The anthropocene era of man's dominance began in 1610, claim scientists - rosser
http://www.independent.co.uk/news/science/the-anthropocene-era-of-mans-dominance-began-in-1610-claim-scientists-10101690.html
======
benbreen
Pinning the shift to an exact date like 1610 is silly, but I do agree with the
basic premise of their argument. In fact, it's essentially why I chose to
specialize in the history of the seventeenth century. Just from looking at the
famous "hockey stick" graph of world population you can see that this was the
period immediately preceding the shift into exponential growth - but what's
fascinating is that populations actually declined in many areas in the
seventeenth century, as did standards of living.
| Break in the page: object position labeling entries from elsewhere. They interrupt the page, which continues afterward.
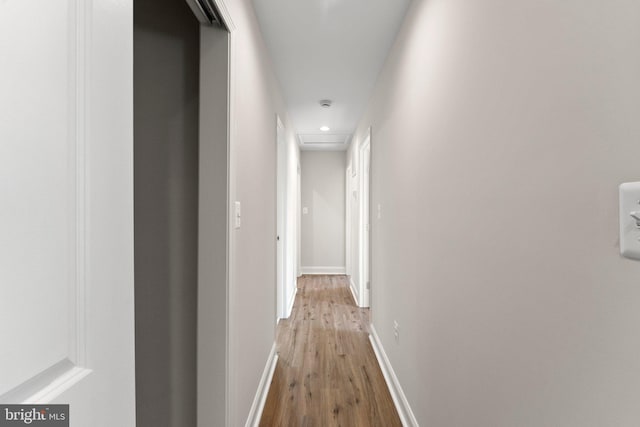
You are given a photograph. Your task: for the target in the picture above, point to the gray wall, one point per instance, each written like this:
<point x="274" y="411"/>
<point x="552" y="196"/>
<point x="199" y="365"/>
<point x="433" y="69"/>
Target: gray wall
<point x="501" y="131"/>
<point x="323" y="227"/>
<point x="166" y="61"/>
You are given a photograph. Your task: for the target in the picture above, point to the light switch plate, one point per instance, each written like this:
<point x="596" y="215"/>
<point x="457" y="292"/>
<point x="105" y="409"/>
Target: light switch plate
<point x="237" y="215"/>
<point x="629" y="230"/>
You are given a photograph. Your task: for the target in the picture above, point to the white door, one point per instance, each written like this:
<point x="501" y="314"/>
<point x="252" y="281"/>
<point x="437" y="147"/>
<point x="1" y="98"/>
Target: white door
<point x="281" y="208"/>
<point x="66" y="207"/>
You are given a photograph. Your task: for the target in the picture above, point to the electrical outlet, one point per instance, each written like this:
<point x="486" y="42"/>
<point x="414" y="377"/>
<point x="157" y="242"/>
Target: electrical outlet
<point x="396" y="330"/>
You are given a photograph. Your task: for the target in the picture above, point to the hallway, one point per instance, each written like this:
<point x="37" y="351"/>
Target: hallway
<point x="327" y="373"/>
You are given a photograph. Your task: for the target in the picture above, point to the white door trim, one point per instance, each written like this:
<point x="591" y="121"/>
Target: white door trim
<point x="364" y="222"/>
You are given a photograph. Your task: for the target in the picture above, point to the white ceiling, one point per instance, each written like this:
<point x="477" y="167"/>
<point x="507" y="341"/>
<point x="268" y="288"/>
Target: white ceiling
<point x="328" y="49"/>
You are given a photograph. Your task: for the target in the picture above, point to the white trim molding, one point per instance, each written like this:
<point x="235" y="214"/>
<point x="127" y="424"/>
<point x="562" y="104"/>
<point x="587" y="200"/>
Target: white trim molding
<point x="293" y="299"/>
<point x="263" y="389"/>
<point x="323" y="270"/>
<point x="399" y="399"/>
<point x="353" y="288"/>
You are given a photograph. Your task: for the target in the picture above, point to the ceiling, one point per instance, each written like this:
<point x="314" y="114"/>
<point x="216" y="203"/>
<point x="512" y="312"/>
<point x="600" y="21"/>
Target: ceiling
<point x="328" y="49"/>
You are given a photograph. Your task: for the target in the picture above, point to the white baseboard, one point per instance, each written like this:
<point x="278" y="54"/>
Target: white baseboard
<point x="352" y="288"/>
<point x="399" y="399"/>
<point x="324" y="270"/>
<point x="293" y="299"/>
<point x="255" y="413"/>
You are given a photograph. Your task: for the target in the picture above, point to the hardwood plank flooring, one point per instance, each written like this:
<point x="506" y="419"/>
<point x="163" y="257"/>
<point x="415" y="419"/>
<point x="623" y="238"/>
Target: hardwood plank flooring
<point x="327" y="373"/>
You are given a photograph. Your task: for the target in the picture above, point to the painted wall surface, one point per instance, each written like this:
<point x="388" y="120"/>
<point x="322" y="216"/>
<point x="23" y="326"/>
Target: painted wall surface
<point x="323" y="227"/>
<point x="166" y="85"/>
<point x="500" y="133"/>
<point x="252" y="300"/>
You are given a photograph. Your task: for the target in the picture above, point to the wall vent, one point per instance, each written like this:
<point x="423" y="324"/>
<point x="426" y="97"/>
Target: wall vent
<point x="206" y="12"/>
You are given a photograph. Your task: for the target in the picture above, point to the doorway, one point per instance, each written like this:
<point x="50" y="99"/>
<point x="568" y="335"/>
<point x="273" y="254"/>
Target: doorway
<point x="281" y="218"/>
<point x="365" y="223"/>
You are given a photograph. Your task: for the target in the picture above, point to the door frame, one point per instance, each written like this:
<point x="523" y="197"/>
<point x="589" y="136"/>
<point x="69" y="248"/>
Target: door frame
<point x="364" y="241"/>
<point x="281" y="221"/>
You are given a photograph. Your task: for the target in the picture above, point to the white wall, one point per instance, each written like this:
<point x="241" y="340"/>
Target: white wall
<point x="501" y="130"/>
<point x="323" y="227"/>
<point x="256" y="99"/>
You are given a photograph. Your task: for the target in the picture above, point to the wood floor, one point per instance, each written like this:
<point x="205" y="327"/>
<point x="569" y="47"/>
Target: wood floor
<point x="327" y="373"/>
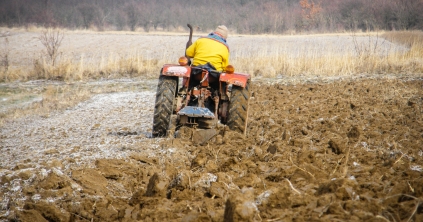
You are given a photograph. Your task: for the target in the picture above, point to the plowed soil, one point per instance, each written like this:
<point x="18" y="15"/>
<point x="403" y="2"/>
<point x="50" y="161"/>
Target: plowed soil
<point x="345" y="150"/>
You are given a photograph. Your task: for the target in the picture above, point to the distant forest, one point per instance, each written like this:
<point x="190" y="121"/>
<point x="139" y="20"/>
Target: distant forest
<point x="240" y="16"/>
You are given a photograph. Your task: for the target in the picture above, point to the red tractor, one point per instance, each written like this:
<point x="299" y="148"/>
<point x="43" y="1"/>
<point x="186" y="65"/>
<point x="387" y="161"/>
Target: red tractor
<point x="204" y="97"/>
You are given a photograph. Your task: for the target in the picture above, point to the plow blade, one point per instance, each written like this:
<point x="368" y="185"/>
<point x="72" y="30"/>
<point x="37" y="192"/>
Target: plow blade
<point x="192" y="111"/>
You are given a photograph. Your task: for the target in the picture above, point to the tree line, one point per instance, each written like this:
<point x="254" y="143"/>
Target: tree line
<point x="241" y="16"/>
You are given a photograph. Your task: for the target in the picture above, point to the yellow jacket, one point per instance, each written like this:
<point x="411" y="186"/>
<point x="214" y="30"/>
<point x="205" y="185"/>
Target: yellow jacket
<point x="208" y="50"/>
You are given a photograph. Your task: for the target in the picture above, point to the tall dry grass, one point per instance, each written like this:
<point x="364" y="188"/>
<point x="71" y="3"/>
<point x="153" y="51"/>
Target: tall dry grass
<point x="365" y="57"/>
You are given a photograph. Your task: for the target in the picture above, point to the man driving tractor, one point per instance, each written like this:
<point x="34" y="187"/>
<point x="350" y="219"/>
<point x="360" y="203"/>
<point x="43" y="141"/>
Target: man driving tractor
<point x="211" y="50"/>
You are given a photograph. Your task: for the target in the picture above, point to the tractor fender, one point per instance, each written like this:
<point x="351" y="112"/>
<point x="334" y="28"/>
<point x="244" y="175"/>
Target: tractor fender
<point x="237" y="79"/>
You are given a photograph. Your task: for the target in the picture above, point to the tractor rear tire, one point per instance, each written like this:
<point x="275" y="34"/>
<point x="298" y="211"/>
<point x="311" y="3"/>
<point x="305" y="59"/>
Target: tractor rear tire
<point x="163" y="107"/>
<point x="238" y="108"/>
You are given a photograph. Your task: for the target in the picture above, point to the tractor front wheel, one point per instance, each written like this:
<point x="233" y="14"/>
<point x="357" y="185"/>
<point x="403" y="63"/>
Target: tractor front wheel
<point x="238" y="108"/>
<point x="163" y="107"/>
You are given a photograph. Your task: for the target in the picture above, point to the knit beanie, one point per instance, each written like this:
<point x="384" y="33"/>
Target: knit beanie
<point x="222" y="30"/>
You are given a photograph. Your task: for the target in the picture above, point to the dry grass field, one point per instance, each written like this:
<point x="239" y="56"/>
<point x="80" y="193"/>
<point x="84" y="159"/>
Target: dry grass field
<point x="86" y="55"/>
<point x="335" y="132"/>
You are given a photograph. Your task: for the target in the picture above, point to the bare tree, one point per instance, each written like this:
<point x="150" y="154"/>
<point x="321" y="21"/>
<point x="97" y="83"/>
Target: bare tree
<point x="52" y="39"/>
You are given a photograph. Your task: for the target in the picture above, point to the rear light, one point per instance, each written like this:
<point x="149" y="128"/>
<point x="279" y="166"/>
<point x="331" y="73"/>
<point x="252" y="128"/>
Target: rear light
<point x="183" y="61"/>
<point x="229" y="69"/>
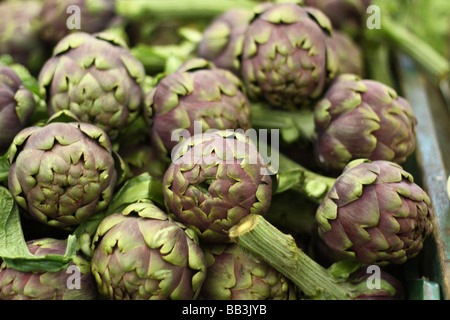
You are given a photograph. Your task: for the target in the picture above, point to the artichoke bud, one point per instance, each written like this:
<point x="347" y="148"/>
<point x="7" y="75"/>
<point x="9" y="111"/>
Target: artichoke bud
<point x="234" y="275"/>
<point x="284" y="56"/>
<point x="223" y="38"/>
<point x="96" y="78"/>
<point x="143" y="254"/>
<point x="214" y="181"/>
<point x="72" y="283"/>
<point x="198" y="92"/>
<point x="360" y="118"/>
<point x="375" y="214"/>
<point x="63" y="172"/>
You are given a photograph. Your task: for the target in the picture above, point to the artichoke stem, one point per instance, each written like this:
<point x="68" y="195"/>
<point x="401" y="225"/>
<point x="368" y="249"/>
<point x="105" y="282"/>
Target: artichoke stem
<point x="293" y="125"/>
<point x="293" y="176"/>
<point x="136" y="9"/>
<point x="261" y="239"/>
<point x="422" y="53"/>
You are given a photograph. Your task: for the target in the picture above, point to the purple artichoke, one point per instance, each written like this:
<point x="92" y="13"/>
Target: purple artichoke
<point x="216" y="180"/>
<point x="359" y="118"/>
<point x="17" y="105"/>
<point x="59" y="285"/>
<point x="284" y="57"/>
<point x="233" y="275"/>
<point x="142" y="254"/>
<point x="223" y="38"/>
<point x="96" y="78"/>
<point x="62" y="173"/>
<point x="197" y="91"/>
<point x="375" y="214"/>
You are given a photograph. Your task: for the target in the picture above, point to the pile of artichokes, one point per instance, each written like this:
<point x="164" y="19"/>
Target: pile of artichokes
<point x="128" y="171"/>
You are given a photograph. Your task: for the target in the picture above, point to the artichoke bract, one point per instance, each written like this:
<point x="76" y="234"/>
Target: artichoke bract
<point x="62" y="173"/>
<point x="360" y="118"/>
<point x="143" y="254"/>
<point x="56" y="17"/>
<point x="233" y="275"/>
<point x="196" y="92"/>
<point x="214" y="181"/>
<point x="17" y="106"/>
<point x="284" y="56"/>
<point x="96" y="78"/>
<point x="223" y="38"/>
<point x="375" y="214"/>
<point x="75" y="282"/>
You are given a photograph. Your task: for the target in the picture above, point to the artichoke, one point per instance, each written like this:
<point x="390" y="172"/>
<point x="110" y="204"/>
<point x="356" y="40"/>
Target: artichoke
<point x="143" y="254"/>
<point x="94" y="15"/>
<point x="375" y="214"/>
<point x="346" y="16"/>
<point x="233" y="275"/>
<point x="62" y="173"/>
<point x="214" y="181"/>
<point x="58" y="285"/>
<point x="223" y="38"/>
<point x="18" y="35"/>
<point x="17" y="106"/>
<point x="359" y="118"/>
<point x="96" y="78"/>
<point x="284" y="57"/>
<point x="196" y="92"/>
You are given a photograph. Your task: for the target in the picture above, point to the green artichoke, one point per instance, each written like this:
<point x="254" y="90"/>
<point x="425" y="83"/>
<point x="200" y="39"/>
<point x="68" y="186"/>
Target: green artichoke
<point x="96" y="78"/>
<point x="375" y="213"/>
<point x="359" y="118"/>
<point x="62" y="173"/>
<point x="214" y="181"/>
<point x="346" y="16"/>
<point x="72" y="283"/>
<point x="56" y="17"/>
<point x="223" y="38"/>
<point x="233" y="275"/>
<point x="143" y="254"/>
<point x="17" y="105"/>
<point x="197" y="91"/>
<point x="284" y="57"/>
<point x="18" y="33"/>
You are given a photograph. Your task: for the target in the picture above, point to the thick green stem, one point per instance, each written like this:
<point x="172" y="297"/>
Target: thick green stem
<point x="180" y="9"/>
<point x="293" y="125"/>
<point x="422" y="53"/>
<point x="293" y="176"/>
<point x="265" y="241"/>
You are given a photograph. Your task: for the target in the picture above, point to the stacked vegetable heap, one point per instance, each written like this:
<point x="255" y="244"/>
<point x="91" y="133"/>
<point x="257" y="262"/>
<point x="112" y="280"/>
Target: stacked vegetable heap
<point x="128" y="171"/>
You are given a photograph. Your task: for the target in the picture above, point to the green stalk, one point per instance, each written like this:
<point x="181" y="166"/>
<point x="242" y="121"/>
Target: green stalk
<point x="262" y="239"/>
<point x="293" y="176"/>
<point x="421" y="52"/>
<point x="293" y="125"/>
<point x="179" y="9"/>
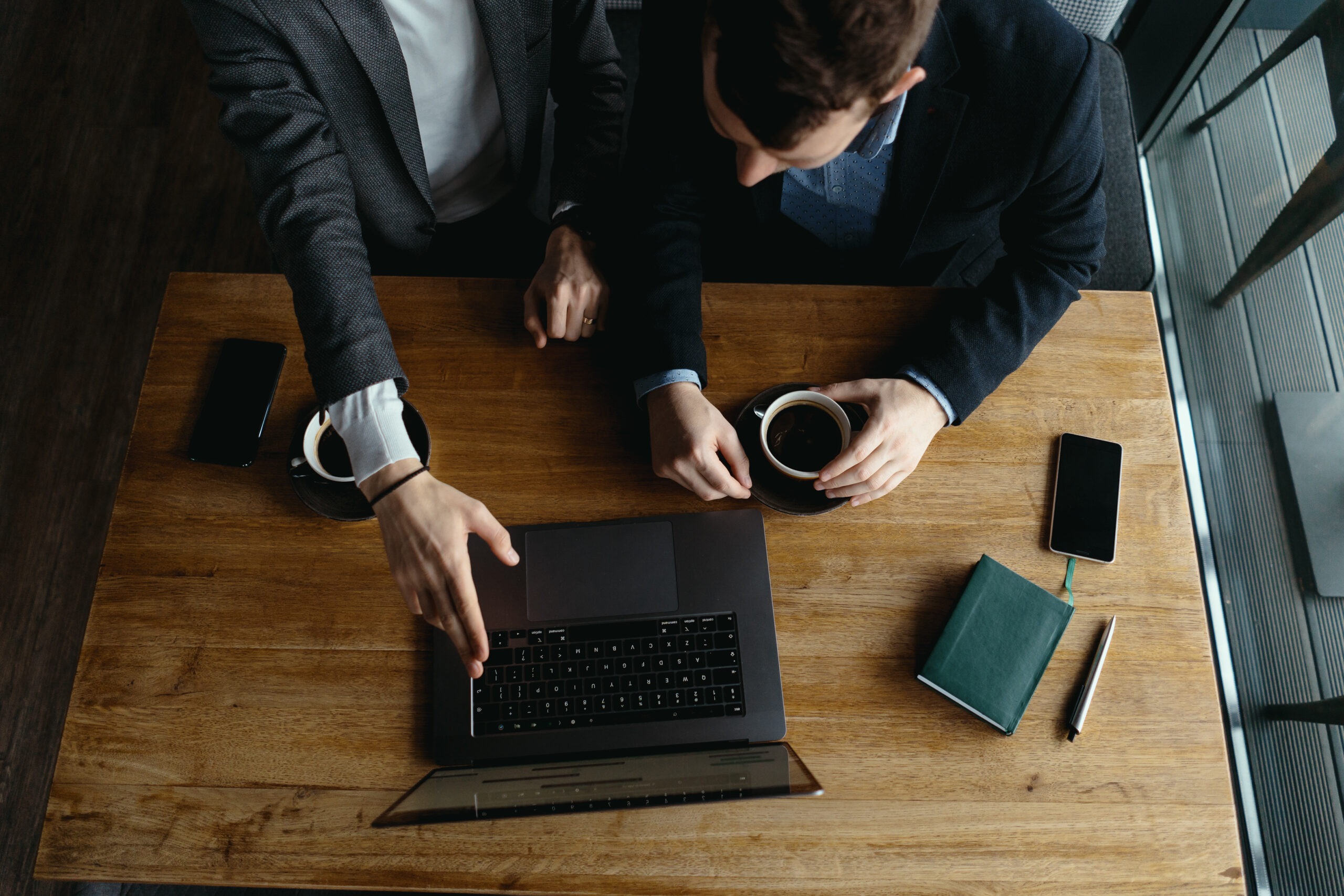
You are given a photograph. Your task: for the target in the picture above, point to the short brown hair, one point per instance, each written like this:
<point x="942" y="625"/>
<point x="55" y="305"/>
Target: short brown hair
<point x="785" y="65"/>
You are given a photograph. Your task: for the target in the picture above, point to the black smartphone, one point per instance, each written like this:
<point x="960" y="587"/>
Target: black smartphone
<point x="237" y="404"/>
<point x="1086" y="499"/>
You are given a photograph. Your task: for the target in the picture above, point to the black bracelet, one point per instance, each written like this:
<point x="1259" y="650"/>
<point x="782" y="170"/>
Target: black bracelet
<point x="397" y="486"/>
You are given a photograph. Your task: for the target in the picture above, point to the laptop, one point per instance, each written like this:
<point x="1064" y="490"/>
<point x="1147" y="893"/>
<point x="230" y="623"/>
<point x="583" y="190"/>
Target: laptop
<point x="637" y="636"/>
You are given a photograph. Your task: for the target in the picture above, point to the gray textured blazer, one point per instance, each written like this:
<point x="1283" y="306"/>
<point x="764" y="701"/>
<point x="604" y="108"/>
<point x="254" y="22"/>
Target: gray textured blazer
<point x="318" y="100"/>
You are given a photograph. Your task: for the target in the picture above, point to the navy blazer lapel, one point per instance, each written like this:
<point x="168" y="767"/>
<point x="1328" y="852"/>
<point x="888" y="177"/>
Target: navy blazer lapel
<point x="370" y="35"/>
<point x="924" y="140"/>
<point x="502" y="23"/>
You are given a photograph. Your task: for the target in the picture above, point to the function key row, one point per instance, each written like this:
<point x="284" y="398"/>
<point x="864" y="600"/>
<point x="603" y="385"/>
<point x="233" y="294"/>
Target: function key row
<point x="616" y="630"/>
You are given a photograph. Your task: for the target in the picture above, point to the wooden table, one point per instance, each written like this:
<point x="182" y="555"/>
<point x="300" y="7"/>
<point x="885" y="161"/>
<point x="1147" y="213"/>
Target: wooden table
<point x="252" y="692"/>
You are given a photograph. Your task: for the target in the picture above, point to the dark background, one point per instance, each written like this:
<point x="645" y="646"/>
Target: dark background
<point x="112" y="175"/>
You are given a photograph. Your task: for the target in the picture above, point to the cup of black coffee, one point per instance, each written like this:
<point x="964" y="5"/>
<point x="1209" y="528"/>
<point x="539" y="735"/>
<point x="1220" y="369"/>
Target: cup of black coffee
<point x="803" y="431"/>
<point x="326" y="450"/>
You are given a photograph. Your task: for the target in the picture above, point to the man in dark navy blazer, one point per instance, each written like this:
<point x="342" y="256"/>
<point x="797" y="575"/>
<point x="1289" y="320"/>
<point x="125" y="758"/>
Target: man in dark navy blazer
<point x="857" y="141"/>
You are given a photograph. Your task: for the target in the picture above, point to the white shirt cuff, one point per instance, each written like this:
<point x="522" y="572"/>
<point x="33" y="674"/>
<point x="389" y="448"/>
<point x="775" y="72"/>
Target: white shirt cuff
<point x="370" y="422"/>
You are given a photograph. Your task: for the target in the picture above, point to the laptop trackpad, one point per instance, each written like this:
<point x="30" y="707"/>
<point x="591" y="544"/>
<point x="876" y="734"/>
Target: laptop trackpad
<point x="600" y="571"/>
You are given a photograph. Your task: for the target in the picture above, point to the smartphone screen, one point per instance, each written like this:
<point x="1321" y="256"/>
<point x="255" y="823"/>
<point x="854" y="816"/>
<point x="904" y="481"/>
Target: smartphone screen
<point x="1086" y="499"/>
<point x="237" y="404"/>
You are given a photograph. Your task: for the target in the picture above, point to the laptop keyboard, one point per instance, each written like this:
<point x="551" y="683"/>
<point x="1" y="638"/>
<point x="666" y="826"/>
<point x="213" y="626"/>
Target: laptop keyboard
<point x="609" y="673"/>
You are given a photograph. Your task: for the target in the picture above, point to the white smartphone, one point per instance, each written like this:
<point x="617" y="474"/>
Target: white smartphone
<point x="1086" y="499"/>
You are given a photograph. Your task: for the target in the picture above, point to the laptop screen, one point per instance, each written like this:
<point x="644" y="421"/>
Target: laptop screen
<point x="623" y="782"/>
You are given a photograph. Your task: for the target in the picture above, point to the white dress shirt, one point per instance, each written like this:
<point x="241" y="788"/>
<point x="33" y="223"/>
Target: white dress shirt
<point x="457" y="109"/>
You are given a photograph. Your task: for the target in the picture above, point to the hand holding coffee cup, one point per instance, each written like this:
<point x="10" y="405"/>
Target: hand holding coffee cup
<point x="803" y="431"/>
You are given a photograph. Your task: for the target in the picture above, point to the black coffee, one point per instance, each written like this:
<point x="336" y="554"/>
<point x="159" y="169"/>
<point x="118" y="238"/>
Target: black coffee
<point x="804" y="437"/>
<point x="331" y="452"/>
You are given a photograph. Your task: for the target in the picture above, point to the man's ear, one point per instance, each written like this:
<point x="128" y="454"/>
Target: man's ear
<point x="906" y="81"/>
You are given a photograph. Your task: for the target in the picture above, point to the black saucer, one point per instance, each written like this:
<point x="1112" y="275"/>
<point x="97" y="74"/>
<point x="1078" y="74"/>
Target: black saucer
<point x="771" y="487"/>
<point x="343" y="500"/>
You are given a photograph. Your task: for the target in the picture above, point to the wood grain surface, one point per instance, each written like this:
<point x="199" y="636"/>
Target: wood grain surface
<point x="252" y="691"/>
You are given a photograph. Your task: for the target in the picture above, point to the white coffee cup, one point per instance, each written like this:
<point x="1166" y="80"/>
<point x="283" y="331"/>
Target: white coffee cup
<point x="790" y="399"/>
<point x="319" y="425"/>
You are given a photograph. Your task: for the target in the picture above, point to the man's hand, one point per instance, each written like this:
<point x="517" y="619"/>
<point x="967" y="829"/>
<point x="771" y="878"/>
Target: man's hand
<point x="902" y="419"/>
<point x="687" y="434"/>
<point x="425" y="525"/>
<point x="569" y="287"/>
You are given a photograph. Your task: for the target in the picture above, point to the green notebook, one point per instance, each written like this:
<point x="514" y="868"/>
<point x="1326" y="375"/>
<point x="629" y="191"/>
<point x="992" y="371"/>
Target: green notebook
<point x="996" y="644"/>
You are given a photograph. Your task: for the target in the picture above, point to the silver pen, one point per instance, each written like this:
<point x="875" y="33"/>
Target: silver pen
<point x="1076" y="724"/>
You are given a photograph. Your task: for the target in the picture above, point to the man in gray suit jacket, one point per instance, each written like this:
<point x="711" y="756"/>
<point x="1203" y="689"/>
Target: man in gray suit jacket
<point x="404" y="136"/>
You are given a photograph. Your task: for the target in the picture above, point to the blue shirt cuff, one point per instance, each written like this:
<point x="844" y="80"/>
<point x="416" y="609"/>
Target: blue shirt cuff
<point x="647" y="385"/>
<point x="913" y="373"/>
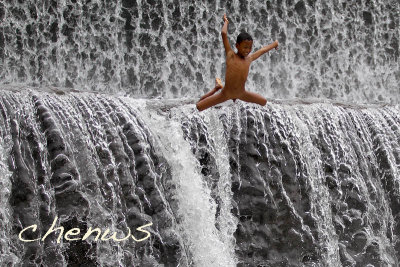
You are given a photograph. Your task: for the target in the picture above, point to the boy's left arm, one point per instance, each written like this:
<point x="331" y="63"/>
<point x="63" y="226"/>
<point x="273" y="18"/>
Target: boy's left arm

Speaking of which, Eric
Hobsbawm's concept of a "General Crisis of the Seventeenth Century" seems
relevant here:

[http://en.wikipedia.org/wiki/The_General_Crisis](http://en.wikipedia.org/wiki/The_General_Crisis)

------
sdml
"a dip in global carbon dioxide levels caused by the abandonment of native
farms across the Americas following the deaths of millions of indigenous
people in the aftermath of European colonisation."

Wouldn't this suggest that the advent of native farming had previously caused
a rise in global carbon dioxide levels, and consequently that the human epoch
began much earlier?